Astana, 4 September 2002 (RFE/RL) -- Kazakh parliamentary deputies today discussed the possibility of making changes to the laws on mass media, following the brutal attack on independent journalist Sergei Duvanov (pictured) last week. Deputy Erasyl Abilqasymov condemned the beating of opposition journalists, but said drastic measures should be taken to prevent "dirty publications, insulting the dignity of President Nursultan Nazarbaev and presenting Kazakhstan as a country not respecting human rights."

Yesterday, officials from the Interior Ministry, the Committee of National Security, and editors from leading Kazakh media outlets met in Astana to discuss some of the problems facing independent journalists. Some of the editors complained that Kazakh officials often do not cooperate with journalists.

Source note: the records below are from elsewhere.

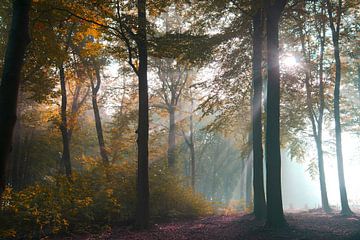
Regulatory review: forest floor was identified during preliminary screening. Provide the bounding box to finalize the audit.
[61,210,360,240]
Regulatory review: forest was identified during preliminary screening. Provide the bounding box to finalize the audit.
[0,0,360,240]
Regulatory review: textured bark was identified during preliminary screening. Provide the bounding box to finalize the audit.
[167,105,176,169]
[189,113,196,190]
[135,0,149,229]
[326,0,352,215]
[300,11,331,212]
[245,159,254,209]
[266,0,287,227]
[252,4,266,219]
[0,0,31,196]
[90,66,109,166]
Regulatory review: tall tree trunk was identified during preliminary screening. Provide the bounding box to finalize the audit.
[327,0,352,215]
[266,0,286,227]
[316,12,331,212]
[189,111,196,191]
[136,0,149,229]
[90,66,109,166]
[59,64,72,179]
[252,4,266,219]
[168,105,176,170]
[300,14,331,212]
[11,114,22,190]
[0,0,31,196]
[245,159,254,209]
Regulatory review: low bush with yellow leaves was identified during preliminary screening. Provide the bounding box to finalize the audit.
[0,159,213,239]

On 27 August, Duvanov was severely beaten in front of his apartment. Duvanov had written an article investigating secret Swiss bank accounts allegedly belonging to Nazarbaev and his family.

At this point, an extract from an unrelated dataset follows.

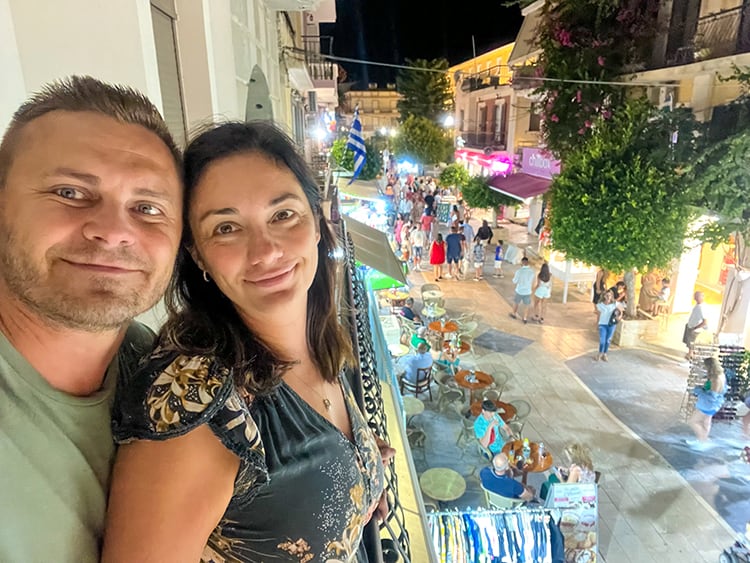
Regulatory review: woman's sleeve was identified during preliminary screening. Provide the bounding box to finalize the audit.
[112,354,268,503]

In other news, Kazakhstan says it has freed more than 10,500 inmates under an amnesty declared last year to mark the 10th anniversary of the country's independence.

Petr Posmakov, head of Kazakhstan's penal system, today said that as of the end of last month, 91 percent of the prisoners who qualified under the amnesty had been freed.

But human rights advocates say the amnesty will have little effect on the country's overcrowded prisons. Zhemis Turmagambetova, deputy director of the International Bureau for Human Rights in Kazakhstan, said prisons will quickly be filled up by new prisoners convicted of all kinds of crimes.

With 528 inmates per 100,000 people, Kazakhstan has the world's third-largest per capita incarceration rate, after the U.S. and Russia.